An Ordensschwestern stammen aus Arfurt:

Schwester Caribona (Maria Rosbach)

Schwester Vedasta (Maria Löw)

Schwester Antonella (Matharina Dormagen)

Schwester Ancilla (Franziska Löw)

Schwester Venantia (Ottilie Löw)

Schwester Jakobita (Elisabeth Zell)

Rektor Anton Schneider

Im März 1964 wurde Herr Hauptlehrer Anton Schneider in Würdigung seiner Verdienste um die Schule Arfurts und die Ausbildung zahlreicher Junglehrer zum Rektor ernannt. Ein Jahr später erreichte er die Altersgrenze, mit der seine Pensionierung verbunden war. Aus diesem Anlaß bezeigte ihm Arfurt seine Verehrung und Dankbarkeit durch eine öffentliche Kundgebung, und auf vielfältige Weise auch in privater Form. Mit Recht wurde dabei herhorgehoben, daß Herr Rektor Schneider stets hilfsbereit war, wenn sich jemand an ihn wandte. Und wie oft war das der Fall, besonders in den Jahren nach dem Krieg mit ihren besonderen Schwierigkeiten.

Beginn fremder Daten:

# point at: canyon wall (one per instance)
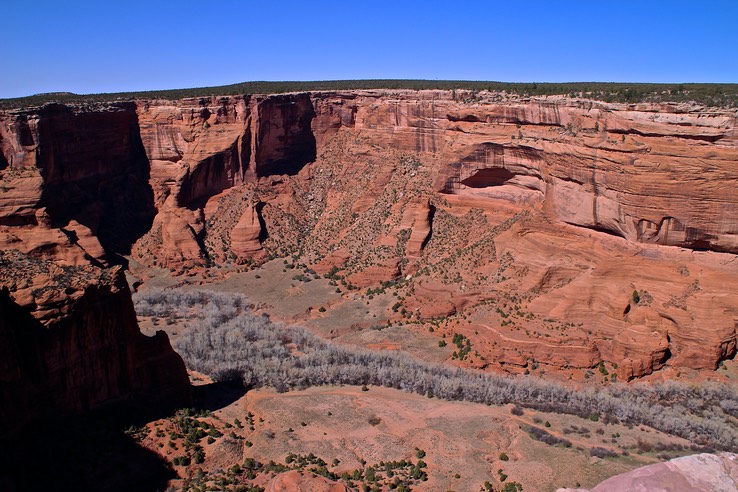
(70, 343)
(480, 202)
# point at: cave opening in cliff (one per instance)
(485, 178)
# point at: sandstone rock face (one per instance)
(81, 173)
(537, 218)
(697, 473)
(70, 343)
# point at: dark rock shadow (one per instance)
(89, 453)
(215, 396)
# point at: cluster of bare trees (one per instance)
(226, 341)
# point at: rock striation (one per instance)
(537, 218)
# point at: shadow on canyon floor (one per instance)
(216, 396)
(82, 454)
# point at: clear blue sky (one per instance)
(114, 45)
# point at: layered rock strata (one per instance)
(70, 343)
(537, 218)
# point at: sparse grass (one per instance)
(227, 342)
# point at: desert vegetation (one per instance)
(720, 95)
(225, 340)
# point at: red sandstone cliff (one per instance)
(69, 343)
(555, 206)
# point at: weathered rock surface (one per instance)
(294, 481)
(697, 473)
(69, 343)
(536, 218)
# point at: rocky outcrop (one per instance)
(697, 473)
(77, 185)
(535, 217)
(70, 344)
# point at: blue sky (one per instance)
(112, 45)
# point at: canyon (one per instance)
(554, 232)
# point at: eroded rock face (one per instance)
(697, 473)
(70, 343)
(536, 217)
(77, 184)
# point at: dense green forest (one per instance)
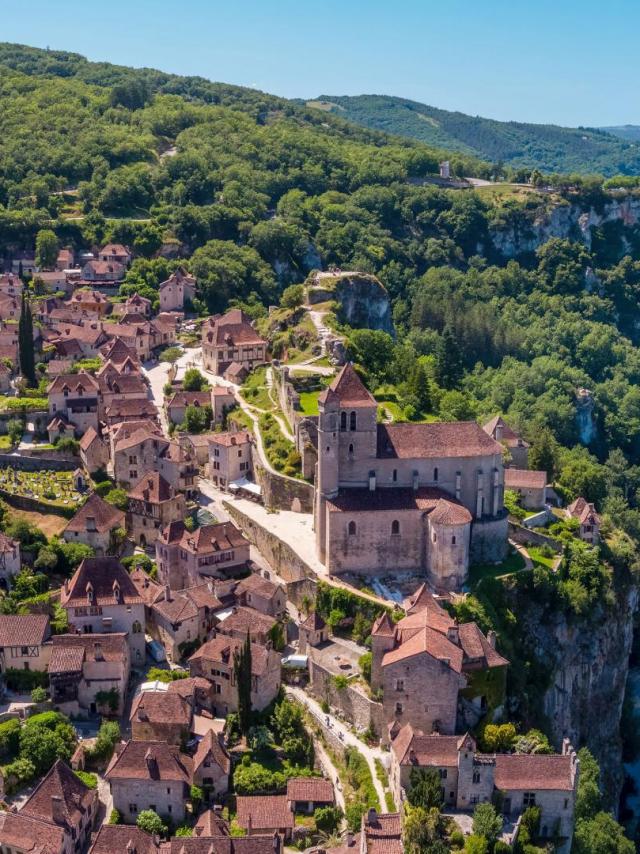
(252, 193)
(520, 145)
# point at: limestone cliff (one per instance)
(573, 220)
(587, 661)
(361, 299)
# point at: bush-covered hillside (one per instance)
(520, 145)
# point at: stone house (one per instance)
(259, 814)
(94, 525)
(57, 818)
(256, 591)
(149, 775)
(153, 504)
(306, 794)
(229, 458)
(10, 560)
(74, 398)
(469, 778)
(425, 665)
(211, 766)
(24, 642)
(589, 519)
(100, 597)
(160, 716)
(231, 338)
(516, 446)
(83, 666)
(530, 485)
(215, 661)
(413, 497)
(94, 452)
(174, 290)
(184, 556)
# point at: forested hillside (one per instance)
(549, 148)
(252, 193)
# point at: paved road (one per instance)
(369, 753)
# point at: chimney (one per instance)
(57, 810)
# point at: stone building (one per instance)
(469, 778)
(84, 666)
(414, 497)
(425, 666)
(149, 775)
(230, 339)
(100, 597)
(517, 448)
(153, 504)
(184, 557)
(229, 457)
(215, 661)
(24, 642)
(94, 524)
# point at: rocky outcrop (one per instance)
(361, 299)
(569, 220)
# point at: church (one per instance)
(425, 498)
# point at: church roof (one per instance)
(349, 389)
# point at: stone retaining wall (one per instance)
(278, 554)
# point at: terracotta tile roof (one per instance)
(221, 649)
(102, 574)
(152, 487)
(60, 782)
(23, 630)
(533, 771)
(439, 439)
(209, 745)
(118, 839)
(310, 789)
(106, 517)
(264, 812)
(524, 479)
(150, 760)
(427, 641)
(160, 707)
(348, 389)
(241, 437)
(69, 652)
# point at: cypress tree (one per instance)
(26, 350)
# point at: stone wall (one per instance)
(280, 556)
(280, 493)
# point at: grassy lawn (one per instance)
(514, 562)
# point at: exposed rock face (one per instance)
(362, 300)
(568, 220)
(589, 661)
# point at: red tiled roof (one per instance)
(23, 630)
(438, 439)
(310, 789)
(264, 812)
(106, 517)
(525, 479)
(532, 771)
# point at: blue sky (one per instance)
(567, 62)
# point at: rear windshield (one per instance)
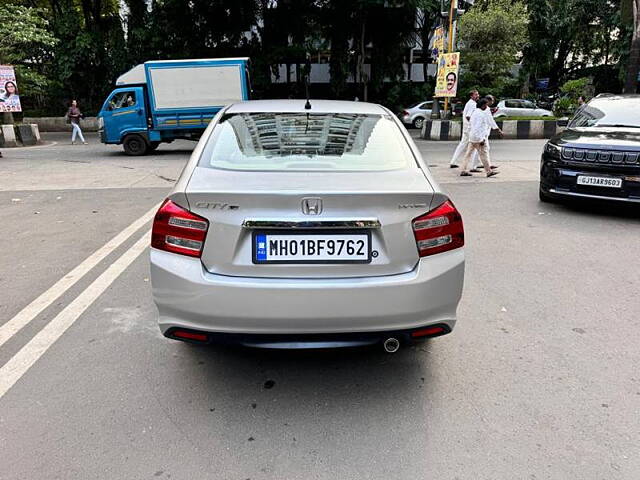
(307, 142)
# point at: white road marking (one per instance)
(28, 313)
(22, 361)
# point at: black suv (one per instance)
(598, 155)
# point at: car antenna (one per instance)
(307, 106)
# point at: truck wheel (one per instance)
(135, 145)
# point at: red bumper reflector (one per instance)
(426, 332)
(201, 337)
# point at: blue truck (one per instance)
(159, 101)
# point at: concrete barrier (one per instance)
(8, 136)
(25, 135)
(512, 129)
(58, 124)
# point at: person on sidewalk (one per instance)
(469, 108)
(74, 114)
(475, 163)
(479, 129)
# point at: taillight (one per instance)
(439, 230)
(178, 230)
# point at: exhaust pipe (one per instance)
(391, 345)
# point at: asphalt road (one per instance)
(540, 379)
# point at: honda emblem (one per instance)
(312, 206)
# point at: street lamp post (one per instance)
(452, 12)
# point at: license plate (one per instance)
(600, 181)
(311, 247)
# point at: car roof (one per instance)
(297, 106)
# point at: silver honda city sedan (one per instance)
(298, 225)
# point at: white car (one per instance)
(515, 107)
(416, 115)
(307, 226)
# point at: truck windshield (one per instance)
(299, 141)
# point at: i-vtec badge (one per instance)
(217, 206)
(412, 205)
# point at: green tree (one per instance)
(491, 37)
(568, 36)
(633, 65)
(25, 41)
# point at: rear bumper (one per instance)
(189, 297)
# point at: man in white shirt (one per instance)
(475, 163)
(469, 108)
(479, 129)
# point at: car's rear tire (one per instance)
(135, 145)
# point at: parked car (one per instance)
(294, 227)
(414, 116)
(514, 107)
(598, 155)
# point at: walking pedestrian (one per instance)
(479, 129)
(469, 108)
(74, 115)
(475, 164)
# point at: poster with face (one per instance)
(447, 79)
(9, 94)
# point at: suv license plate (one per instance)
(311, 247)
(600, 181)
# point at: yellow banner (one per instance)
(447, 79)
(438, 43)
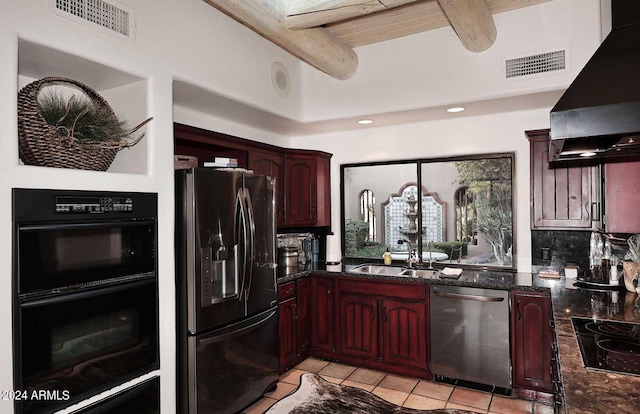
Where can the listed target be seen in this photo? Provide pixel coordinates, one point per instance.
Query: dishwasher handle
(464, 296)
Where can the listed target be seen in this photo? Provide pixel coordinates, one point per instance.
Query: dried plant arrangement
(633, 253)
(64, 130)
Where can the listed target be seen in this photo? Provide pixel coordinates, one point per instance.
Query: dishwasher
(470, 335)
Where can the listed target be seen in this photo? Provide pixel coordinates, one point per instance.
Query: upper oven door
(52, 256)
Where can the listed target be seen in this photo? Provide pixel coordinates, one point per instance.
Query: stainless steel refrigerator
(227, 324)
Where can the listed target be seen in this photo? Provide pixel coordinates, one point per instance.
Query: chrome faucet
(430, 247)
(412, 259)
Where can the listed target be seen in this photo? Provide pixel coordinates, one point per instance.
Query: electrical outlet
(545, 254)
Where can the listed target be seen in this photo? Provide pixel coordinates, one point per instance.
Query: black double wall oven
(85, 304)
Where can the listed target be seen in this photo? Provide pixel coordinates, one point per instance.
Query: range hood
(599, 114)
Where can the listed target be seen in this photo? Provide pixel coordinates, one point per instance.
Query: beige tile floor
(404, 391)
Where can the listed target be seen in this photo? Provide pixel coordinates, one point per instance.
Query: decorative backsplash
(567, 247)
(564, 247)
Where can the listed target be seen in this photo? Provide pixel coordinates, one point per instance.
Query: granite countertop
(588, 390)
(469, 278)
(585, 390)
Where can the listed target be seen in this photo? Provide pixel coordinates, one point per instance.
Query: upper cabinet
(622, 196)
(303, 196)
(271, 163)
(307, 193)
(563, 196)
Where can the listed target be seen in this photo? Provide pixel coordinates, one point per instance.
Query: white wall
(189, 40)
(502, 132)
(193, 42)
(433, 68)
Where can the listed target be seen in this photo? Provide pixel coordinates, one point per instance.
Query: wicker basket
(183, 162)
(40, 144)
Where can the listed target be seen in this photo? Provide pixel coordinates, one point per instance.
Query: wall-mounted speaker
(280, 79)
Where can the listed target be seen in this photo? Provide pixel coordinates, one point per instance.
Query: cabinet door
(622, 196)
(405, 333)
(271, 164)
(288, 333)
(300, 190)
(562, 196)
(358, 325)
(532, 338)
(304, 317)
(322, 316)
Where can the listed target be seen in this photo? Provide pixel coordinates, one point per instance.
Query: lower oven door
(72, 346)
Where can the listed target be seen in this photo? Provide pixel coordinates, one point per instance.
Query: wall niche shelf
(126, 93)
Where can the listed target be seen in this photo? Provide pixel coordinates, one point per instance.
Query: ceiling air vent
(540, 63)
(107, 16)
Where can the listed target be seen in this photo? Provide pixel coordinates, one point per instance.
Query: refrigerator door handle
(242, 228)
(239, 332)
(252, 239)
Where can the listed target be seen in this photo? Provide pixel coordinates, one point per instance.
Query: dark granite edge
(469, 278)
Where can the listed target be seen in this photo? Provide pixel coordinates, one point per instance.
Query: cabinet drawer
(414, 291)
(286, 291)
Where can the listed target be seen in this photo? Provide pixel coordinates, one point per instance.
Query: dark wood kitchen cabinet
(288, 325)
(322, 315)
(294, 323)
(622, 196)
(271, 164)
(358, 325)
(405, 333)
(307, 189)
(383, 325)
(303, 177)
(532, 341)
(563, 196)
(304, 316)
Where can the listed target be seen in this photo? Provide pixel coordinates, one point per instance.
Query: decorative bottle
(387, 257)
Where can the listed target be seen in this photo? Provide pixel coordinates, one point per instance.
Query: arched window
(465, 215)
(368, 212)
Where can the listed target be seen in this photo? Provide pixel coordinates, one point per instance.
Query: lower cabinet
(294, 324)
(304, 316)
(322, 314)
(358, 325)
(288, 333)
(532, 341)
(405, 335)
(383, 325)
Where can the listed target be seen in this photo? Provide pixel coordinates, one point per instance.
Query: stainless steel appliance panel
(227, 344)
(470, 334)
(233, 366)
(261, 272)
(211, 201)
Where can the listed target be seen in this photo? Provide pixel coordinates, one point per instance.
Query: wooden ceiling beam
(304, 14)
(472, 21)
(316, 46)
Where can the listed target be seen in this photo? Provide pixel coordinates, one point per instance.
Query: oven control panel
(79, 205)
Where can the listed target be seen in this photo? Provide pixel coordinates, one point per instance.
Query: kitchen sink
(377, 270)
(425, 273)
(393, 271)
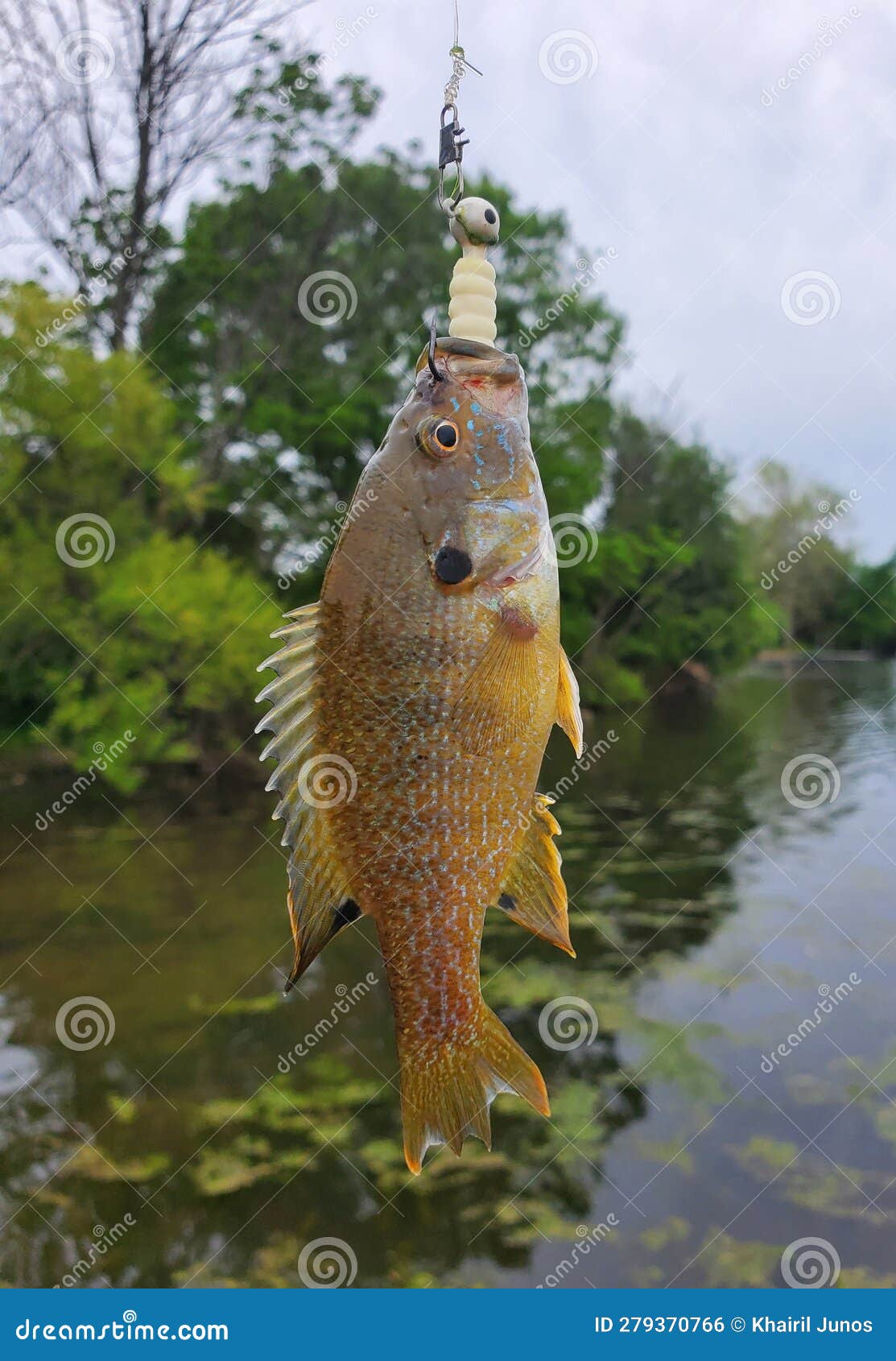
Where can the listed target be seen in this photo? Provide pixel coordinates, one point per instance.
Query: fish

Wie seinem ehemaligen Freund und Kollegen Max Leidl konnte auch ihm der Pfarrer dankbar bestätigen, daß er den gesamten Schulunterricht vom Standpunkt des überzeigten katholischen Glaubens heraus immer die vordringlichste pädagogische Aufgabe gewesen sei.

Daß er auf Bitte des Pfarrers auch weiterhin seine Kraft in den Dienst der Kirche stellen will, sichert ihm unsere Dankbarkeit in vermehrtem Maß Mögen ihm noch viele Jahre gesegneter Tätigkeit beschieden sein!